Today, we are about to enter Chanukah, the Season of Light. Here also, a group of Jews did what seemed impossible because they saw that the survival of Am Yisroel was at stake. Death and destruction, G-d forbid, awaited our Nation unless someone broke the chain which the yetzer hara had tied around our neck. At certain times, unless we act against nature and desire, trusting Hashem, then we will simply cease to exist, G-d forbid. “And it shall constitute tzitzis for you, that you may see it and remember all the commandments of Hashem … and not explore after your heart and after your eyes after which you stray.” (Shema)
My wife and I are privileged regularly to speak to Jewish students on college campuses, where there are heroic kiruvprofessionals who serve with mesiras nefesh in a land that, in many ways, resembles Ancient Mitzraim. My readers know how we grew up. Decades ago, living a Jewish life was not a glimmer of a dream for us. But, even then – attending university – I wondered why tens of thousands of young men and women were congregating there when, perhaps more appropriately, they should have been laboring on the family farm. In those days, the huge university we attended exercised quasi-parental power and tried to regulate morality in the traditional way which was still in evidence at that time.
They tried. Today, they are not even trying.
It is not appropriate to go into detail, but prevailing conditions on college campuses today bear a striking resemblance to conditions in Sodom. I was going to say, “there are no rules,” but that is not true.
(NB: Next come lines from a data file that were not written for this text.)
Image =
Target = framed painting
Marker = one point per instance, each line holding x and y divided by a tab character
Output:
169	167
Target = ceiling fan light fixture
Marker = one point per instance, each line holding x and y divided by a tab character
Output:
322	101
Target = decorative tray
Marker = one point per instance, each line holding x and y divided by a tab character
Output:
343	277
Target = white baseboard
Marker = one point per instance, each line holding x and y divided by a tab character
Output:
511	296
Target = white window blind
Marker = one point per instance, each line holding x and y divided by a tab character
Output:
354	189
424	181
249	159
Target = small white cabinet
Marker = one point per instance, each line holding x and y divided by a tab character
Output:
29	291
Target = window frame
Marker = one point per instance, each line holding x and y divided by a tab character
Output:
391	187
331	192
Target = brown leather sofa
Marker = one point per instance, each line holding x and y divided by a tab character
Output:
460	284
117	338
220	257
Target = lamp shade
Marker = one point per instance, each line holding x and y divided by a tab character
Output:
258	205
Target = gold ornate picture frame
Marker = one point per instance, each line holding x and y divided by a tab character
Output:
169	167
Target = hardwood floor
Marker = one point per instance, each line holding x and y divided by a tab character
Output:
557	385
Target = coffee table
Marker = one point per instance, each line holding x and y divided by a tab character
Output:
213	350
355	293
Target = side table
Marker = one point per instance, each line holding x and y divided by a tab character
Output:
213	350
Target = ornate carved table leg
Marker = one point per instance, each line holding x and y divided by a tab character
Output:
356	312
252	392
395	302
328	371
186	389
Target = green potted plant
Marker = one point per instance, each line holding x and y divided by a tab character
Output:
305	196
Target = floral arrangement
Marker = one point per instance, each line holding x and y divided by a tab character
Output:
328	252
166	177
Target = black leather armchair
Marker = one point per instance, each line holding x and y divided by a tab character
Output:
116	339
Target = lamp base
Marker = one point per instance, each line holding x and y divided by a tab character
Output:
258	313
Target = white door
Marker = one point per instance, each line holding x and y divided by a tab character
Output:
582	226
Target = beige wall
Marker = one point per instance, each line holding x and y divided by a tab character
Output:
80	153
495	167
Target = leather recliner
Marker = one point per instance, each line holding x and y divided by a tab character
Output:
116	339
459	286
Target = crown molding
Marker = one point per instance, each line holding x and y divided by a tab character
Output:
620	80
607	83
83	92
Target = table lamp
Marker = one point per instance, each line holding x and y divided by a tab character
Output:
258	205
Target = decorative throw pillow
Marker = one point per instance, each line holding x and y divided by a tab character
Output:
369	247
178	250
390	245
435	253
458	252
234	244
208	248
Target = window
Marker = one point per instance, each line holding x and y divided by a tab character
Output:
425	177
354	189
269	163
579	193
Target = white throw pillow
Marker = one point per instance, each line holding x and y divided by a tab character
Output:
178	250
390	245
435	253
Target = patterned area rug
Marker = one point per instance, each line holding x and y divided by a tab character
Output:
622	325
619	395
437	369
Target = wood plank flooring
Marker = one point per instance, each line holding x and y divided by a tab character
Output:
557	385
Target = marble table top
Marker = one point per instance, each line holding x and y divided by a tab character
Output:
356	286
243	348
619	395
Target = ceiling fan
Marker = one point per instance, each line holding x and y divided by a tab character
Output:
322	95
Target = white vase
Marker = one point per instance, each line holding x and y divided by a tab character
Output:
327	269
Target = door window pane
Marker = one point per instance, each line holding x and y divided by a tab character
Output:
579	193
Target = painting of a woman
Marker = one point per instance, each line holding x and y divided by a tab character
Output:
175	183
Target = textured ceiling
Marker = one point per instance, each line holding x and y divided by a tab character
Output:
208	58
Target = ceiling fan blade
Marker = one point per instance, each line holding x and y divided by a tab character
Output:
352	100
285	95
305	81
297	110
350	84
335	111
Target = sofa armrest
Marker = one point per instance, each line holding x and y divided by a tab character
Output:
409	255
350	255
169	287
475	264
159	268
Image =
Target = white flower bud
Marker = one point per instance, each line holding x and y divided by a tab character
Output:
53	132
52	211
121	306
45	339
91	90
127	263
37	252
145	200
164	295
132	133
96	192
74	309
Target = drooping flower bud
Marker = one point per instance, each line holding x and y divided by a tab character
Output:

The ruler is the yetzer hara, and there is no restraint. When you see this, you understand not only the magnificent dignity and self-control exercised by Yosef Hatzaddik, but you also understand the dangers facing the world today. As we learned from conditions prior to the Mabul, Hashem protects this world only if it adheres to standards of morality.
Yosef was blessed with the “blessings of [his father] to the endless bounds of the world’s hills.” (Beraishis 49:26) The Hasmoneans echoed this greatness. “You delivered the strong into the hands of the weak, the many into the hands of the few, the impure into the hands of the pure, the wicked into the hands of the righteous.” We say Hallel all eight days of Chanukah. The world is filled with light! An eternally-significant event has occurred. The light shines forever.
What enables this kind of event to occur? Someone summons strength which he doesn’t have, but which Hashem supplies when one strives to do His will. A Jew defies the powerful forces emanating from his “heart” and his “eyes” and listens for the voice of Hashem. This may seem impossible at the time, but, when one tries, Hashem makes the impossible real for us. Yosef was a real man who accomplished the “impossible.” The Hasmoneans were real people who accomplished the “impossible.” This has been our history from the beginning. Avraham Avinu took on the entire world and prevailed. Yaakov Avinu took on the malach of Esav and prevailed.
We can also prevail in a world of darkness.
In our days it often seems impossible to overcome the powerful allure of the surrounding culture. We have to know that we can be like Yosef and like the Hasmoneans. We can be like Avraham and Yaakov Avinu. We can fight the entire world and win. We can do the impossible.
“The pains of death encircled me. The confines of the grave have found me. Then I would invoke the Name of Hashem: ‘Please Hashem, save my soul.’ I was brought low, but He saved me!” (Hallel, Tehillim 116)
May He soon “shine a new light on Tzion and may we all speedily merit its light.”